Angels & Ministers eBook

This eBook from the Gutenberg Project consists of approximately 159 pages of information about Angels & Ministers.

Angels & Ministers eBook

This eBook from the Gutenberg Project consists of approximately 159 pages of information about Angels & Ministers.

LORD B. Ah! how generous, how generous an instinct!  How like you, Madam, to wish it!

QUEEN.  What I want to know is, whether, as Prime Minister, you have any objection?

LORD B.  “As Prime Minister.”  How hard that makes it for me to answer!  How willingly would I say “None”!  How reluctantly, on the contrary, I have to say, “It had better wait.”

QUEEN.  Wait?  Wait till when?  I want to do it now.

LORD B. Yes, so do I. But can you risk, Madam, conferring that most illustrious symbol of honour, and chivalry, and power, on a defeated monarch?  Your royal prestige, Ma’am, must be considered Great and generous hearts need, more than most, to take prudence into their counsels.

QUEEN.  But do you think, Lord Beaconsfield, that the Turks are going to be beaten?

LORD B. The Turks are beaten, Madam....  But England will never be beaten.  We shall dictate terms—­moderating the demands of Russia; and under your Majesty’s protection the throne of the Kaliphat will be safe—­ once more.  That, Madam, is the key to our Eastern policy:  a grateful Kaliphat, claiming allegiance from the whole Mahometan world, bound to us by instincts of self-preservation—­and we hold henceforth the gorgeous East in fee with redoubled security.  His power may be a declining power; but ours remains.  Some day, who knows?  Egypt, possibly even Syria, Arabia, may be our destined reward.

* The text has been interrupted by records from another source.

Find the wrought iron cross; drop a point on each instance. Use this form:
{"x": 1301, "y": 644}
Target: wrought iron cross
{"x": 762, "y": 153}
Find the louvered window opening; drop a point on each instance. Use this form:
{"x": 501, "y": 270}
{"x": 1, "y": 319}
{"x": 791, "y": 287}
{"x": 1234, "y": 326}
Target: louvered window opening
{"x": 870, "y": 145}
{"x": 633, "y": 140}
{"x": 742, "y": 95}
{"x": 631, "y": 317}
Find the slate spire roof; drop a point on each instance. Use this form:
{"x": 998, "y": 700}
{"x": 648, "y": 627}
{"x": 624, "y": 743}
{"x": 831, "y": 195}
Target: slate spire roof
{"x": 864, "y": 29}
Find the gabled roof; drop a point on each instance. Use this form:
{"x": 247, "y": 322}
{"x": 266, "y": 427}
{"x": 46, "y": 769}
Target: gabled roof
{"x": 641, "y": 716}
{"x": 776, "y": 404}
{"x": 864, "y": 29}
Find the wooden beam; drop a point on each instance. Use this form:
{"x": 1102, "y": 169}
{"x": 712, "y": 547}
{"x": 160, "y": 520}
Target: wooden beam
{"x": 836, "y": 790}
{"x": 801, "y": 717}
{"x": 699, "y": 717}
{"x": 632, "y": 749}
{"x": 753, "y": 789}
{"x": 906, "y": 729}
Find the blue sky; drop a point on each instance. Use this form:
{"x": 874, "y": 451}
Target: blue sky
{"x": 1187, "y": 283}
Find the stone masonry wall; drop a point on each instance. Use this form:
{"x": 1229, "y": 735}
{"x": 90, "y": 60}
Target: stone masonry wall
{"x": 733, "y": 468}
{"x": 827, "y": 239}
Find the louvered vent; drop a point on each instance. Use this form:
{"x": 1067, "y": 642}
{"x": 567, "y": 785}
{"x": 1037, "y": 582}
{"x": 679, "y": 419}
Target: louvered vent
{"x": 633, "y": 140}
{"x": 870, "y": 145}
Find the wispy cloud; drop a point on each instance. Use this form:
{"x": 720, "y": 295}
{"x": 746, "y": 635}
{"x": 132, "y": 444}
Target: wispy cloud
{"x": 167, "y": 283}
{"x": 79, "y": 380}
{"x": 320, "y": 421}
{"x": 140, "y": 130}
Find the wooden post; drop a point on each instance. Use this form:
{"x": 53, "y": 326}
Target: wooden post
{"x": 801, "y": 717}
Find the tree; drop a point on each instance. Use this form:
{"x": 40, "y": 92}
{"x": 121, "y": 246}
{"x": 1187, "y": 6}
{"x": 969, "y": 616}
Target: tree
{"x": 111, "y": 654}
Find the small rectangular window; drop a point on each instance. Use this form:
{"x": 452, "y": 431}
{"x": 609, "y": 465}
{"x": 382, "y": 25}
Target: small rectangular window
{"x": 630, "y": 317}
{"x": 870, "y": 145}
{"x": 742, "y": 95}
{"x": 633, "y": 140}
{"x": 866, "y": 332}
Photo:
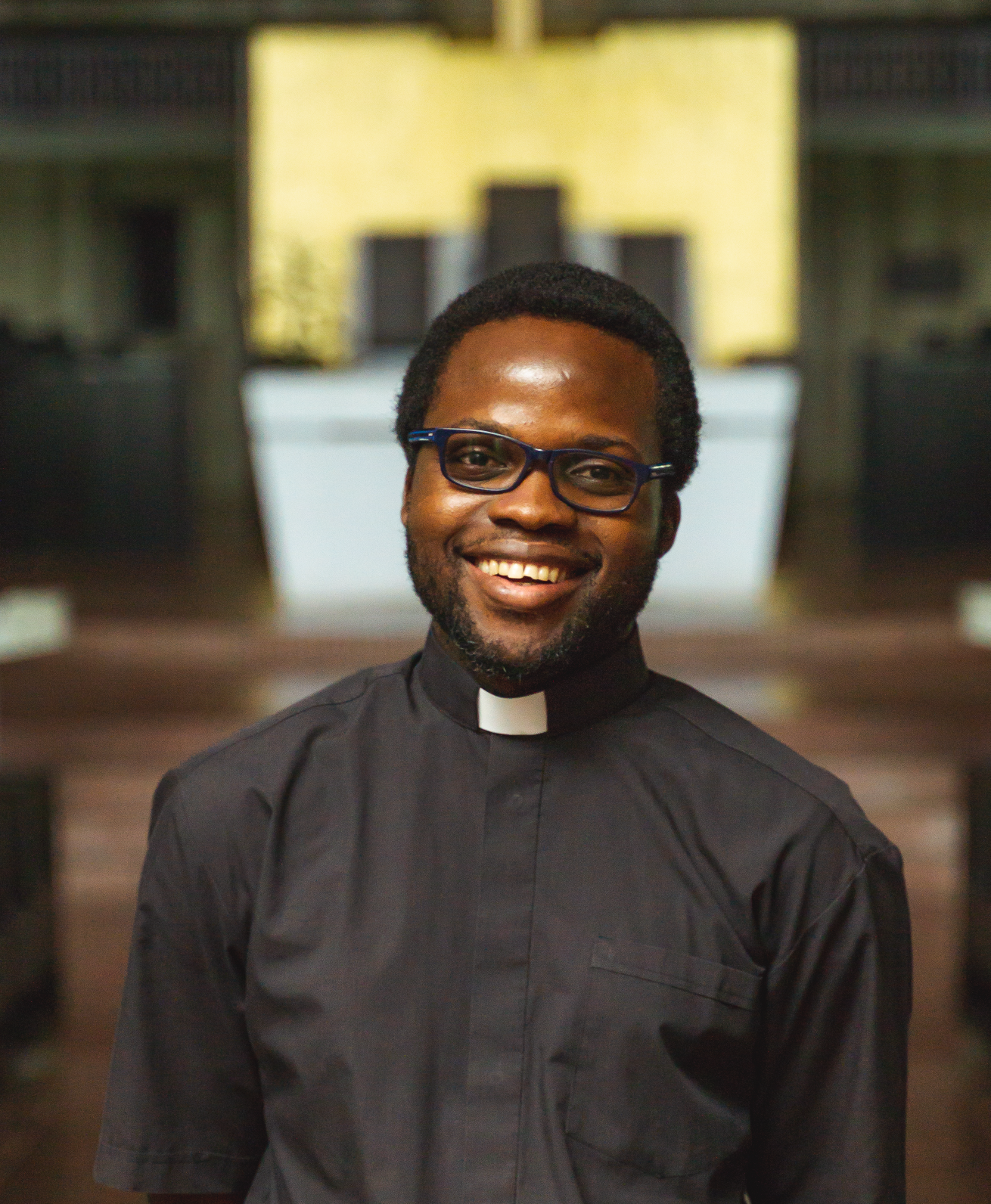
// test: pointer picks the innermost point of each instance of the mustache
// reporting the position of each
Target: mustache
(575, 555)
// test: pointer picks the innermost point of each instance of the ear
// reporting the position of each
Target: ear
(669, 522)
(406, 488)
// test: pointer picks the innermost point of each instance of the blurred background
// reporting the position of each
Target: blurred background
(224, 225)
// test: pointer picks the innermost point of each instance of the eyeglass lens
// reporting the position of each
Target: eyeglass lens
(586, 478)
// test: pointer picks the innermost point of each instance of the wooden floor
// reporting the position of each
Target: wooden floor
(895, 705)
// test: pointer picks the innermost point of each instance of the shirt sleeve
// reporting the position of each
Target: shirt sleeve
(828, 1112)
(183, 1106)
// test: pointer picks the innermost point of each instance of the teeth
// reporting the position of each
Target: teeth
(517, 571)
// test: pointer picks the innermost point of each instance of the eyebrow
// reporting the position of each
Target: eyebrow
(586, 442)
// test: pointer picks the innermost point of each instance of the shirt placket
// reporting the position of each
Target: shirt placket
(501, 968)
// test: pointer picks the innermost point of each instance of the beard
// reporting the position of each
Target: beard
(601, 620)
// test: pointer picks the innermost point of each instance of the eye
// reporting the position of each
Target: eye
(595, 475)
(474, 460)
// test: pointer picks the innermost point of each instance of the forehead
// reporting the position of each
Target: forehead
(539, 371)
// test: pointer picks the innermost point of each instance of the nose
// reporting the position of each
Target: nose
(533, 504)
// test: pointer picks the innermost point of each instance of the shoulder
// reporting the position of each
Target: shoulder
(242, 777)
(742, 755)
(783, 837)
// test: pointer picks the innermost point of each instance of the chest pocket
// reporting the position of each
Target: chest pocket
(665, 1065)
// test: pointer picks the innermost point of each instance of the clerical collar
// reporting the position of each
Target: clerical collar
(571, 702)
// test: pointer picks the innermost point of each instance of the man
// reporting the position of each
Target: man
(517, 920)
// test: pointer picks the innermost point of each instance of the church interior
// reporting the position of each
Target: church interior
(221, 240)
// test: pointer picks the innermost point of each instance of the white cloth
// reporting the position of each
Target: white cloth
(512, 717)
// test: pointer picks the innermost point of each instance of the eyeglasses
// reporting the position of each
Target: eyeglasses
(484, 463)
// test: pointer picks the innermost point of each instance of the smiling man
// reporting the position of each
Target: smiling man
(517, 920)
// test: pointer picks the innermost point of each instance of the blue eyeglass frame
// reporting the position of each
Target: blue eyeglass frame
(440, 435)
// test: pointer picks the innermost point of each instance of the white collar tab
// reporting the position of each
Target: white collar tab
(512, 717)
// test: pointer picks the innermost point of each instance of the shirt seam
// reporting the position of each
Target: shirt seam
(201, 864)
(634, 1165)
(154, 1156)
(775, 966)
(527, 1035)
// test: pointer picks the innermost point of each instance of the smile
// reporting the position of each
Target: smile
(517, 569)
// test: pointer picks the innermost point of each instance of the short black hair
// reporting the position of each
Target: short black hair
(564, 293)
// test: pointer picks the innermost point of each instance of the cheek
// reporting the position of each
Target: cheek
(629, 538)
(436, 512)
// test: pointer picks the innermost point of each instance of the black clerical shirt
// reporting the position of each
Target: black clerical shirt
(384, 956)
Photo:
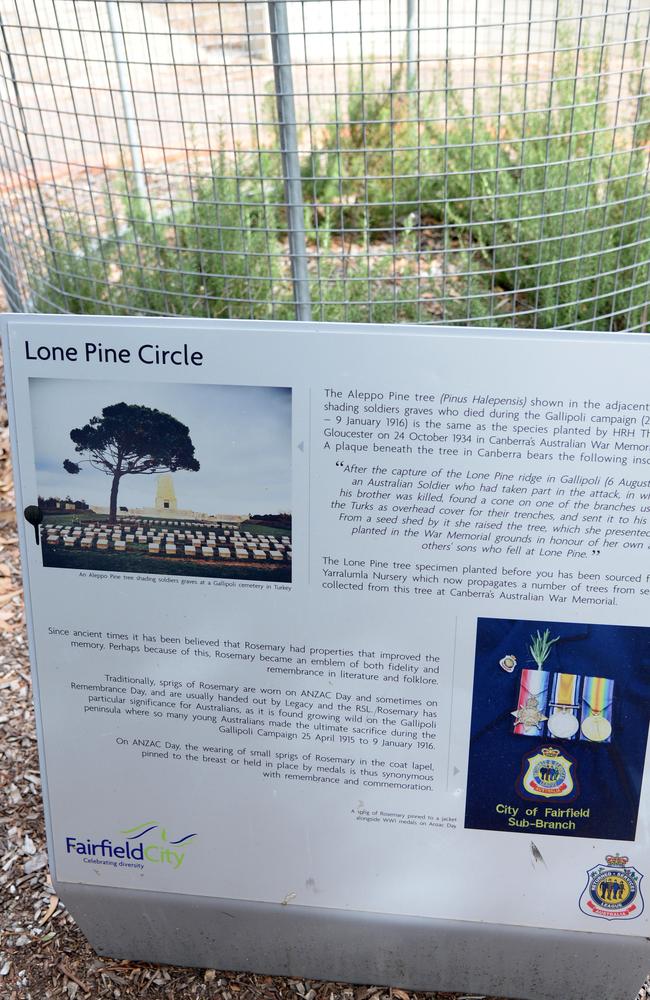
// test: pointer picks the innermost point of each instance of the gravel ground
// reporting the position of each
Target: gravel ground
(43, 955)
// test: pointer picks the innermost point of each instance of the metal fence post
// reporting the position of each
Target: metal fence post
(411, 39)
(8, 276)
(290, 160)
(119, 48)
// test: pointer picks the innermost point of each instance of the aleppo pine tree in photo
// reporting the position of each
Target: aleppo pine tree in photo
(132, 440)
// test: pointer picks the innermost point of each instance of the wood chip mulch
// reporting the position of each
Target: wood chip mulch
(43, 954)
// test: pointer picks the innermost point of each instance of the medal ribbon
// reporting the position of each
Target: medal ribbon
(533, 682)
(565, 689)
(598, 693)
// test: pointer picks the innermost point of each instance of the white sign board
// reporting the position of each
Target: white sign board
(353, 618)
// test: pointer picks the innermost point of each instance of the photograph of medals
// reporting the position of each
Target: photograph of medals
(597, 700)
(563, 706)
(531, 704)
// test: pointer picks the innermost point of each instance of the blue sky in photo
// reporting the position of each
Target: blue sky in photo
(241, 437)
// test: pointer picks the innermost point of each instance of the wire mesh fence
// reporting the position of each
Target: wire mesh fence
(474, 161)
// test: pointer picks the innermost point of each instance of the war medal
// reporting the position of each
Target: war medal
(528, 715)
(597, 699)
(562, 721)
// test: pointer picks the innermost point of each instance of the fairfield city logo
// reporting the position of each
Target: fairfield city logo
(144, 843)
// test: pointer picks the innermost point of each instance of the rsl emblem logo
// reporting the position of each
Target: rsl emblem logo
(548, 774)
(613, 890)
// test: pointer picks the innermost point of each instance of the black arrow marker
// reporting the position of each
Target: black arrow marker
(34, 515)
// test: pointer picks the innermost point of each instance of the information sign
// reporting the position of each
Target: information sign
(347, 627)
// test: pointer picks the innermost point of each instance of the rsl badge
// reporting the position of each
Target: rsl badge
(548, 774)
(613, 890)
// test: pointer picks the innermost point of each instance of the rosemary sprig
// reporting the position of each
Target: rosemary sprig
(540, 648)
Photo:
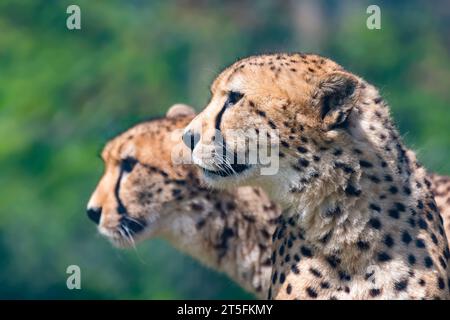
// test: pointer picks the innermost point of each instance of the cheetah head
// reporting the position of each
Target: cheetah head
(139, 194)
(298, 105)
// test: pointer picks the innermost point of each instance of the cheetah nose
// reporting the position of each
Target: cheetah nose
(191, 139)
(94, 214)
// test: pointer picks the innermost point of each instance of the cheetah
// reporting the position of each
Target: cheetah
(359, 220)
(143, 194)
(250, 209)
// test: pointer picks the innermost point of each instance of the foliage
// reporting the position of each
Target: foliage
(64, 93)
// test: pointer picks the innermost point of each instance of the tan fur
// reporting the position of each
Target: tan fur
(228, 231)
(440, 185)
(360, 221)
(248, 200)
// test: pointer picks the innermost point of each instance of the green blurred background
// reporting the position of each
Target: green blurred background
(64, 93)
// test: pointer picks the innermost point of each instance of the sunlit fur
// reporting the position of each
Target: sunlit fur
(228, 231)
(354, 198)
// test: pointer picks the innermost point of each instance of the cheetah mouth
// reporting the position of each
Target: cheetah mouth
(234, 170)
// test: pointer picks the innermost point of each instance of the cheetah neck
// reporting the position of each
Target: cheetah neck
(338, 204)
(229, 232)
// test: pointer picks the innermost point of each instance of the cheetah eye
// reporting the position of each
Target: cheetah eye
(127, 164)
(233, 98)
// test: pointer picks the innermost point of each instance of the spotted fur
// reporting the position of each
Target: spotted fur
(359, 219)
(228, 231)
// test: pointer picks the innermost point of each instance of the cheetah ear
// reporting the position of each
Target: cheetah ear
(338, 93)
(180, 109)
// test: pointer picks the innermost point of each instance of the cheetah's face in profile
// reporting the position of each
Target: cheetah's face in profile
(140, 189)
(288, 104)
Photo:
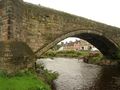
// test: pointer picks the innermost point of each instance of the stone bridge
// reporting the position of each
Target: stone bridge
(28, 30)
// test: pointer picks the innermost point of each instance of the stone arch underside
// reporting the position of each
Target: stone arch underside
(106, 46)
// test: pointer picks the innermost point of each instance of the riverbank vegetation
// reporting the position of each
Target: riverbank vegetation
(28, 80)
(72, 54)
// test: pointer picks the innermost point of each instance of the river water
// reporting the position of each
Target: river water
(77, 75)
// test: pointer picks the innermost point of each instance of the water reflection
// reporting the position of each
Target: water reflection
(76, 75)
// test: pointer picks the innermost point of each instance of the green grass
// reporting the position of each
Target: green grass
(24, 81)
(74, 54)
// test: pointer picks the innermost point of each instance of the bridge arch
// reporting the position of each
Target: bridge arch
(105, 44)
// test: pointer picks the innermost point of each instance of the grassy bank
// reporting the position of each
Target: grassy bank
(26, 81)
(72, 54)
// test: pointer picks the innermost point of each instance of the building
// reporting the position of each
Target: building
(78, 45)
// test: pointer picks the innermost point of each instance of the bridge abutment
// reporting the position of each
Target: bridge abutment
(14, 57)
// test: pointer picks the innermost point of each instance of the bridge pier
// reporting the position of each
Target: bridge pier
(14, 57)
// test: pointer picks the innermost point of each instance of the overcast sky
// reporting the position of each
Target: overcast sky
(106, 11)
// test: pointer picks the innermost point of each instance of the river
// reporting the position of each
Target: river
(77, 75)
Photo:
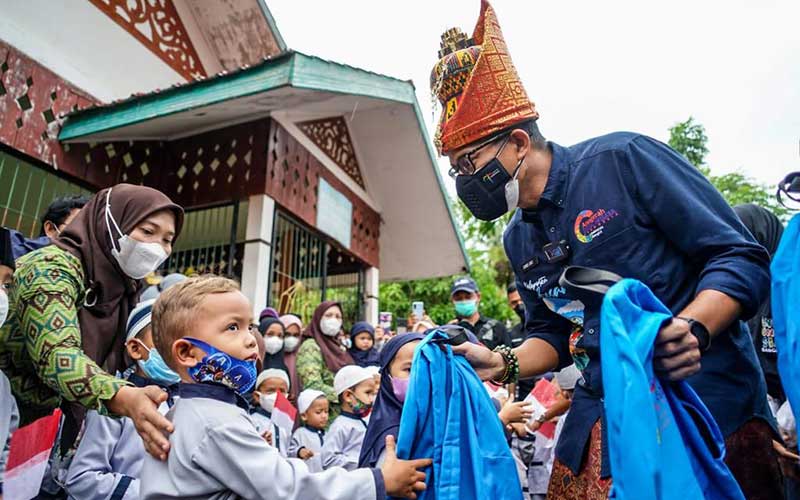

(Like a cat over a bowl of cream, England’s Majesty sits lapping all this up.  But, when he has done, her commentary is shrewd and to the point.)

QUEEN.  The French won’t like that!

LORD B. They won’t, Madam, they won’t.  But has it ever been England’s policy, Madam, to mind what the French don’t like?

QUEEN (with relish).  No, it never has been, has it?  Ah! you are the true statesman, Lord Beaconsfield.  Mr. Gladstone never talked to me like that.

LORD B.(courteously surprised at what does not at all surprise him).  No?...  You must have had interesting conversations with him, Madam, in the past.

QUEEN (very emphatically).  I have never once had a conversation with Mr. Gladstone, in all my life, Lord Beaconsfield.  He used to talk to me as if I were a public meeting—­and one that agreed with him, too!

LORD B. Was there, then, any applause, Madam?

QUEEN.  No, indeed!  I was too shy to say what I thought.  I used to cough sometimes.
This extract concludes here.